3. Kelalaian, Pemerintah lalai tidak segera menetapkan peraturan mengenai ketentuan kelompok masyarakat yang berhak mendapatkan Jenis BBM Khusus Penugasan (JBKP) Pertalite.
Dampak terhadap subsidi tidak tepat saran akan mengurangi akses masyarakat tidak mampu terhadap ketersediaan dan keterjangkauan energi, padahal tujuan dari subsidi adalah untuk menjamin kehidupan masyarakat tidak mampu. Jangan sampai subsidi BBM yang berasal dari APBN diberikan tidak tepat sasaran dan dinikmati oleh masyrakat mampu.
Pemberian kompensasi kepada pertalite yang didasarkan pada Peraturan Presiden RI Nomor 117 tahun 2021 tentang Perubahan Ketiga Atas Peraturan Presiden Nomor 191 tahun 2014 tentang Pendistribusian dan Juga Harga jual Eceran Bahan Bakar Minyak (BBM).

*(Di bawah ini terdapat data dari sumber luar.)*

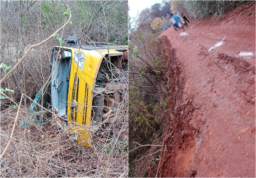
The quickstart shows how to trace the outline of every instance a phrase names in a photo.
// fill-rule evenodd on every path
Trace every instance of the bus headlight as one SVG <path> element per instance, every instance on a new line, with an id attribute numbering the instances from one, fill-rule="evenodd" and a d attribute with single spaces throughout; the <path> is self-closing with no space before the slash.
<path id="1" fill-rule="evenodd" d="M 82 71 L 85 63 L 85 55 L 83 53 L 76 51 L 75 51 L 74 54 L 75 62 L 79 68 Z"/>

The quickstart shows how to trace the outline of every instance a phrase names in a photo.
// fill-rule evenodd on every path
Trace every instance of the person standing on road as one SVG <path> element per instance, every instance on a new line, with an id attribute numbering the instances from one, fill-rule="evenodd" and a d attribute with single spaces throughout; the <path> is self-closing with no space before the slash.
<path id="1" fill-rule="evenodd" d="M 186 22 L 186 21 L 187 20 L 188 21 L 188 25 L 189 24 L 189 21 L 186 18 L 186 16 L 185 16 L 184 13 L 183 13 L 183 12 L 181 11 L 181 10 L 180 10 L 180 9 L 178 9 L 178 11 L 179 11 L 180 12 L 180 16 L 182 17 L 184 19 L 184 21 Z"/>
<path id="2" fill-rule="evenodd" d="M 179 18 L 179 19 L 180 20 L 180 22 L 181 23 L 181 24 L 182 24 L 183 25 L 185 25 L 187 28 L 188 24 L 187 24 L 187 23 L 185 21 L 184 19 L 183 19 L 183 18 L 182 18 L 182 17 L 180 14 L 180 13 L 179 12 L 179 11 L 177 10 L 175 11 L 175 15 Z"/>
<path id="3" fill-rule="evenodd" d="M 172 14 L 171 14 L 171 16 L 170 18 L 170 21 L 172 24 L 172 25 L 175 27 L 177 27 L 178 26 L 178 24 L 176 21 L 176 20 L 173 18 L 173 17 Z"/>
<path id="4" fill-rule="evenodd" d="M 171 18 L 173 18 L 174 20 L 175 20 L 176 22 L 177 22 L 177 23 L 178 24 L 179 27 L 180 28 L 182 28 L 182 29 L 183 30 L 183 32 L 185 31 L 185 29 L 182 26 L 182 25 L 181 25 L 181 23 L 180 22 L 180 20 L 179 20 L 179 18 L 176 15 L 173 15 L 172 14 L 171 14 Z"/>

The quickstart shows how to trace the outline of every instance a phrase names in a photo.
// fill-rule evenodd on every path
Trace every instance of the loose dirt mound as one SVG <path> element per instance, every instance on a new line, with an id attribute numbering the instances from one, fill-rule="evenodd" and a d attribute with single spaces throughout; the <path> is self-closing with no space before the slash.
<path id="1" fill-rule="evenodd" d="M 162 176 L 255 177 L 255 8 L 160 36 L 169 39 L 179 92 L 169 98 L 174 134 Z"/>

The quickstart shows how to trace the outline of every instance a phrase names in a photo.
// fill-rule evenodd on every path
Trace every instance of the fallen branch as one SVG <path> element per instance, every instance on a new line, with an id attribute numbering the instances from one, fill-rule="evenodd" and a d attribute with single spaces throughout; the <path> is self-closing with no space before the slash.
<path id="1" fill-rule="evenodd" d="M 62 1 L 62 2 L 63 2 L 63 3 L 64 3 L 65 4 L 65 5 L 66 5 L 66 6 L 67 7 L 67 8 L 68 8 L 68 10 L 69 10 L 69 12 L 70 13 L 70 15 L 69 15 L 69 18 L 68 21 L 67 21 L 66 22 L 65 24 L 64 24 L 63 25 L 63 26 L 62 26 L 62 27 L 61 27 L 59 28 L 56 31 L 55 31 L 54 33 L 53 33 L 52 35 L 48 37 L 47 39 L 46 39 L 43 41 L 41 41 L 39 43 L 37 43 L 37 44 L 32 45 L 32 46 L 31 46 L 29 49 L 28 50 L 28 51 L 27 51 L 24 55 L 19 60 L 18 62 L 17 62 L 17 63 L 16 63 L 16 64 L 15 64 L 15 65 L 10 70 L 10 71 L 7 73 L 7 74 L 0 81 L 0 83 L 2 83 L 3 82 L 4 82 L 5 80 L 7 78 L 7 77 L 9 76 L 12 73 L 13 71 L 14 71 L 16 68 L 17 68 L 17 67 L 18 67 L 18 66 L 19 65 L 19 64 L 20 63 L 20 62 L 21 62 L 24 60 L 24 59 L 25 59 L 25 58 L 26 57 L 26 56 L 27 56 L 27 55 L 28 55 L 28 54 L 29 53 L 29 52 L 32 49 L 35 47 L 36 47 L 37 46 L 40 46 L 42 44 L 44 43 L 45 43 L 45 42 L 49 40 L 51 38 L 53 37 L 54 35 L 56 34 L 59 32 L 59 31 L 60 31 L 60 30 L 64 28 L 67 25 L 68 23 L 68 22 L 69 22 L 69 21 L 70 20 L 70 19 L 71 18 L 71 11 L 70 10 L 70 9 L 69 8 L 69 7 L 66 4 L 66 3 L 64 2 L 63 1 Z"/>
<path id="2" fill-rule="evenodd" d="M 156 174 L 156 176 L 155 177 L 158 177 L 157 176 L 157 174 L 158 174 L 158 172 L 161 169 L 161 168 L 162 167 L 162 165 L 161 164 L 161 160 L 162 159 L 162 157 L 163 156 L 163 153 L 164 152 L 164 147 L 165 145 L 165 142 L 166 142 L 166 141 L 170 137 L 172 137 L 173 135 L 173 133 L 174 133 L 174 131 L 173 130 L 172 132 L 170 133 L 170 134 L 168 135 L 167 136 L 165 139 L 164 141 L 163 142 L 163 144 L 162 145 L 162 149 L 161 153 L 160 154 L 160 156 L 159 157 L 159 163 L 158 163 L 158 167 L 157 167 L 157 174 Z M 159 177 L 161 177 L 162 176 L 162 172 L 160 171 L 160 176 Z"/>
<path id="3" fill-rule="evenodd" d="M 137 144 L 138 144 L 138 145 L 140 145 L 140 146 L 139 146 L 139 147 L 137 147 L 135 148 L 132 149 L 131 151 L 129 151 L 128 152 L 128 153 L 129 153 L 131 151 L 133 151 L 134 150 L 136 150 L 136 149 L 137 149 L 137 148 L 139 148 L 141 147 L 146 147 L 146 146 L 151 146 L 151 147 L 161 147 L 162 146 L 162 145 L 141 145 L 140 144 L 138 143 L 137 143 L 136 141 L 134 141 L 134 142 L 136 143 Z"/>
<path id="4" fill-rule="evenodd" d="M 4 154 L 5 154 L 5 153 L 7 150 L 7 149 L 8 148 L 8 147 L 10 145 L 10 143 L 11 142 L 11 140 L 12 139 L 12 136 L 13 135 L 13 132 L 14 131 L 14 128 L 15 127 L 15 125 L 16 125 L 16 123 L 17 123 L 17 120 L 18 119 L 18 116 L 19 115 L 19 110 L 20 109 L 20 105 L 21 104 L 21 102 L 22 101 L 22 97 L 23 97 L 23 94 L 21 95 L 21 97 L 20 98 L 20 101 L 19 102 L 19 107 L 18 108 L 18 111 L 17 112 L 17 114 L 16 115 L 16 117 L 15 117 L 15 120 L 14 120 L 14 123 L 13 123 L 13 126 L 12 127 L 12 132 L 11 133 L 11 136 L 10 136 L 10 139 L 9 140 L 9 141 L 8 141 L 8 143 L 7 144 L 7 145 L 6 145 L 6 146 L 5 147 L 5 148 L 4 150 L 4 151 L 3 151 L 3 153 L 2 153 L 2 154 L 1 154 L 1 156 L 0 157 L 0 158 L 2 158 L 2 157 L 3 157 L 3 156 L 4 156 Z"/>

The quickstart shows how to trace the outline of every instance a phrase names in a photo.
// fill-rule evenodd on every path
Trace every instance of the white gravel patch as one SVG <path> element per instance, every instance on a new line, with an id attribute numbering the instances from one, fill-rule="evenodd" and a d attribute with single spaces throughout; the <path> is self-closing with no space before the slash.
<path id="1" fill-rule="evenodd" d="M 219 42 L 218 42 L 217 43 L 213 45 L 213 46 L 211 47 L 211 48 L 209 49 L 209 50 L 208 50 L 208 51 L 209 51 L 212 50 L 213 50 L 217 47 L 219 47 L 219 46 L 223 44 L 224 44 L 224 41 L 224 41 L 224 40 L 225 39 L 225 38 L 226 38 L 226 37 L 224 37 L 224 38 L 223 38 L 221 40 L 221 41 Z"/>
<path id="2" fill-rule="evenodd" d="M 186 32 L 181 32 L 180 34 L 180 36 L 186 36 L 188 35 L 189 34 Z"/>
<path id="3" fill-rule="evenodd" d="M 253 53 L 251 52 L 240 52 L 239 55 L 243 56 L 250 56 L 253 55 Z"/>

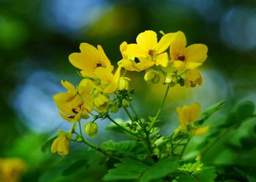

Dalam Pasal 21B ayat 2 Perpres itu disebutkan bahwa Formula harga dasar, harga indeks pasar, dan harga jual eceran bahan bakar minyak jenis bensin (gasoline) RON 88 sebagai komponen bahan bakar minyak pembentuk jenis bensin (gasoline) RON 90 sebagaimana dimaksud pada ayat (1) mengacu pada ketentuan jenis bensin (gasoline) RON 88 sebagai Jenis BBM Khusus Penugasan.
Regulasi ini menunjukkan bahwa mengenai ketentuan pemberian pertalite subsidi belum diatur secara tegas dan jelas.
Pengaturan pemberian pertalite subsidi harus segera diatur dalam payung hukum dengan melakukan revisi terhadap Peraturan Presiden RI Nomor 117 tahun 2021 tentang Perubahan Ketiga Atas Peraturan Presiden Nomor 191 tahun 2014 tentang Pendistribusian dan Juga Harga jual Eceran Bahan Bakar Minyak (BBM) apalagi saat ini konsumsi Pertalite lebih besar ketimbang dengan Solar sehingga sudah saatnya juga untuk diatur dalam pembatasan.
Revisi Perpres tersebut diperlukan untuk memberikan kepastian hukum mengenai ketentuan kelompok imasyarakat yang berhak untuk menggunakan Jenis BBM Tertentu (JBT) Solar dan Jenis BBM Khusus Penugasan (JBKP) Pertalite.
Acara diskusi publik ini dibuka langsung oleh Walikota Banjarmasi, Ibnu Sina dan diisi oleh narasumber dari akademisi Universitas Lambung Mangkurat, Taufik Arbain, Kabid Energi Dinas ESDM Provinsi Kalimantan Selatan, H. Sutikono, Sales Branch Manager VI Kalselteng PT. Pertamina Patra Niaga, Moh. Riza Rahmat Syah dan Kepala Perwakilan Ombudsman Kalsel, Hadi Rahman.